Of course, the first thing to be dealt with was the small matter of the upcoming acquisition by SAP. Both Bernard Liautaud and John Schwarz indicated that Business Objects would remain an independent organization with both staying on board to lead it. We’ll have to wait till the acquisition closes to learn more, but ideally an independent Business Objects can remain vendor neutral for the benefit of all customers but still create compelling solutions for SAP customers.The “major” product announcement from the conference was Crystal Reports 2008, which is currently in beta and will ship before the end of 2007. I didn’t hear a formal explanation, but I’m assuming that the “2008” designation (instead of XI 3.0) is intended to more clearly communicate to Microsoft Visual Studio developers which version of CR goes with VS. One of the major feature enhancements is the ability to integrate Xcelsius content into a Crystal Report. For those of us who are “traditional” Business Objects users, I’m assuming that similar integration will occur with other reporting tools in XI 3.0.

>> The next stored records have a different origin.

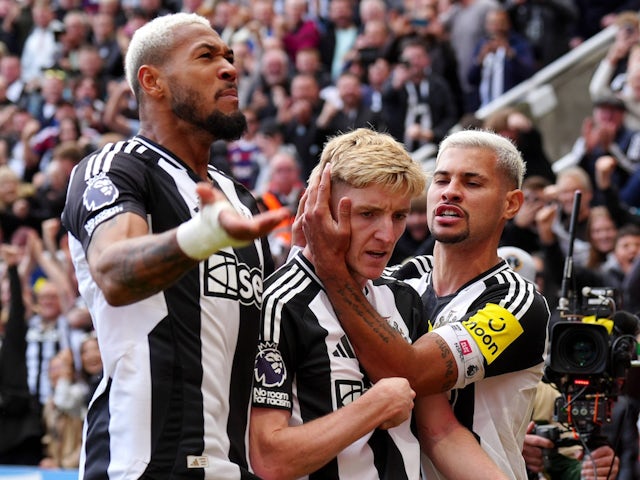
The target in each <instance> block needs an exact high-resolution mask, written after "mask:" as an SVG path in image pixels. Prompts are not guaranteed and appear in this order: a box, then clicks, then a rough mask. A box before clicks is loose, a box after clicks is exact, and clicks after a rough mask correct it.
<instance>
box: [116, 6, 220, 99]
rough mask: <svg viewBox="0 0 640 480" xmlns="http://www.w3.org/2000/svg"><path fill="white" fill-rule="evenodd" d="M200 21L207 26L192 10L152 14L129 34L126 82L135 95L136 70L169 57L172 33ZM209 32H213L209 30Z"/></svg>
mask: <svg viewBox="0 0 640 480" xmlns="http://www.w3.org/2000/svg"><path fill="white" fill-rule="evenodd" d="M194 23H197V24H202V25H204V26H206V27H208V28H211V24H210V23H209V20H207V19H206V18H204V17H203V16H200V15H198V14H195V13H182V12H181V13H174V14H170V15H163V16H160V17H156V18H154V19H153V20H151V21H150V22H149V23H146V24H144V25H143V26H142V27H140V28H139V29H137V30H136V31H135V32H134V33H133V37H131V42H130V43H129V47H128V48H127V54H126V55H125V59H124V70H125V75H126V77H127V82H128V83H129V86H130V87H131V90H132V91H133V93H134V95H135V96H136V98H138V99H140V84H139V83H138V70H139V69H140V67H141V66H142V65H162V64H163V63H164V61H165V60H167V59H168V58H170V57H171V50H172V49H173V47H174V38H175V35H174V33H175V32H176V31H177V30H178V29H179V28H181V27H184V26H186V25H191V24H194ZM212 31H214V30H213V29H212Z"/></svg>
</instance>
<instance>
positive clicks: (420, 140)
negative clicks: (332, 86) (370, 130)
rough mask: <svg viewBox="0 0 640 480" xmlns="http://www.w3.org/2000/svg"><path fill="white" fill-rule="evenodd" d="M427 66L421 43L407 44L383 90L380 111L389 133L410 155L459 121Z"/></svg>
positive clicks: (442, 87)
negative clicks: (410, 154) (380, 107)
mask: <svg viewBox="0 0 640 480" xmlns="http://www.w3.org/2000/svg"><path fill="white" fill-rule="evenodd" d="M429 65H430V58H429V53H428V52H427V48H426V45H425V44H424V42H422V41H421V40H419V39H413V40H409V41H407V42H406V43H405V44H404V46H403V47H402V57H401V58H400V63H398V64H397V65H396V66H395V67H394V69H393V73H392V74H391V79H390V81H389V82H388V83H387V85H386V87H385V89H384V91H383V97H382V102H383V103H382V109H383V110H382V112H383V116H384V120H385V123H386V125H387V126H388V127H389V133H390V134H391V135H393V136H394V137H395V138H396V139H399V140H400V141H403V142H404V144H405V146H406V147H407V149H408V150H409V152H415V151H416V150H417V149H418V148H420V147H422V146H424V145H426V144H433V145H437V144H438V143H439V142H440V140H442V139H443V138H444V136H445V135H446V134H447V133H448V132H449V130H450V129H451V127H453V125H455V123H456V121H457V120H458V118H459V115H458V112H457V110H456V107H455V101H454V100H453V95H452V94H451V90H450V89H449V86H448V85H447V83H446V81H445V80H444V79H443V78H442V77H440V76H439V75H437V74H434V73H432V72H431V71H430V69H429Z"/></svg>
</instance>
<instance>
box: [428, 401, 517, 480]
mask: <svg viewBox="0 0 640 480" xmlns="http://www.w3.org/2000/svg"><path fill="white" fill-rule="evenodd" d="M415 416H416V422H417V425H418V438H419V439H420V448H421V449H422V451H423V452H424V453H425V455H427V456H428V457H429V459H430V460H431V461H432V462H433V464H434V466H435V467H436V468H437V469H438V470H439V471H440V472H441V473H442V474H443V475H444V476H445V477H446V478H455V479H458V480H482V479H486V480H503V479H504V480H506V479H507V478H508V477H507V476H506V475H505V474H504V472H503V471H502V470H500V469H499V468H498V466H497V465H496V464H495V463H494V462H493V460H491V458H490V457H489V455H487V453H486V452H485V451H484V450H483V449H482V447H480V443H478V441H477V440H476V439H475V437H474V436H473V435H472V434H471V432H470V431H469V430H467V429H466V428H464V427H463V426H462V425H460V423H458V420H457V419H456V417H455V416H454V414H453V411H452V410H451V405H449V401H448V400H447V397H446V395H445V394H437V395H430V396H426V397H421V398H418V399H417V400H416V408H415ZM460 459H464V461H461V460H460ZM470 465H472V466H473V468H469V466H470Z"/></svg>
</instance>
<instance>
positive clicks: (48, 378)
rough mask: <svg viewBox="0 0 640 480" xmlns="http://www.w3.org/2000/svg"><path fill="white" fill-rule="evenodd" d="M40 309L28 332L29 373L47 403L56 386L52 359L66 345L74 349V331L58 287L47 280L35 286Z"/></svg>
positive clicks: (27, 332)
mask: <svg viewBox="0 0 640 480" xmlns="http://www.w3.org/2000/svg"><path fill="white" fill-rule="evenodd" d="M34 294H35V299H36V303H35V304H34V310H35V311H36V312H37V313H36V314H35V315H33V316H32V317H31V318H30V319H29V321H28V325H29V329H28V331H27V373H28V378H27V379H28V382H29V391H30V392H31V394H32V395H35V396H36V398H38V399H39V400H40V403H41V404H42V405H44V404H45V403H46V401H47V399H48V398H49V396H50V395H52V394H53V388H52V385H51V382H50V381H49V375H48V367H49V362H50V361H51V359H52V358H53V357H54V356H55V355H56V354H57V353H58V352H59V351H60V350H63V349H65V348H70V347H71V344H70V332H69V325H68V324H67V320H66V319H65V318H64V316H63V315H62V305H61V302H60V294H59V292H58V289H57V287H56V286H55V285H54V284H53V283H50V282H47V281H46V280H43V281H41V283H39V284H37V285H36V286H35V287H34Z"/></svg>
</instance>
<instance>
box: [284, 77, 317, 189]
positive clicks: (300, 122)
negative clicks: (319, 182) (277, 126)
mask: <svg viewBox="0 0 640 480" xmlns="http://www.w3.org/2000/svg"><path fill="white" fill-rule="evenodd" d="M323 103H324V101H323V100H322V99H321V98H320V86H319V85H318V82H317V81H316V79H315V77H314V76H312V75H296V76H294V77H293V79H292V80H291V96H290V97H289V98H287V99H285V101H283V102H282V103H281V106H280V108H279V109H278V116H277V120H278V123H280V124H281V125H282V129H283V132H284V141H285V143H288V144H291V145H294V146H295V147H296V150H297V152H298V158H299V159H300V164H301V165H302V174H303V176H304V177H305V178H308V175H309V174H310V173H311V170H312V169H313V167H315V166H316V164H317V163H318V160H319V158H320V150H321V149H322V146H323V145H324V142H325V138H324V137H323V136H322V132H321V131H320V129H319V128H318V126H317V124H316V121H317V118H318V115H320V112H321V111H322V108H323Z"/></svg>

I was pleased to see that there were two presentations regarding publications, the topic of my Insight 2006 presentation, Getting Personal with Publications and Profiles. Publications are the mechanism Business Objects uses to supporting single pass report bursting. The first presentation was Publications Unleashed, presented by Don Kawahigashi from Integra Solutions. Don had some great examples from an actual customer installation on how to extend the publication capabilities in the current release, XI Release 2. The other presentation was entitled Publications- The Power of Personalization by David Brockington and Derek Wang from Business Objects. Their presentation was my first sneak-peek at the revised Central Management Console (CMC) in XI 3.0. The expected new feature was the addition of Web Intelligence as a supported document type (XI Release 2 publications require Desktop Intelligence). The surprise new features were the addition of Crystal Reports as a supported document type and Dynamic Recipients. With Dynamic Recipients, you can manage subscribers that do not have to be a Business Objects user. I’m anxiously awaiting the release of XI 3.0, which is slated for the intentionally vague “first half of 2008”.

From my perspective, Xcelsius was the most covered technology in the breakouts. The coolest breakout was Jeff Pelletier from AT&T Mobility (formerly Cingular) describing how it was used to launch the Apple iPhone. I’m curious to see if and how Allegro will continue to integrate Xcelsius technology into the Dashboard Manager/Performance Manager products.

Curious was the announcement of a deeper partnership with IBM, which came the day after the conference. The delayed announcement probably explains IBM motivation for being a global sponsor of Insight 2007. The press release is sketchy on details, but it appears that a “limited” version of Business Objects will be distributed with IBM DB2.

No formal word on the location of next year’s conference, but I hope it will be sunny and warm.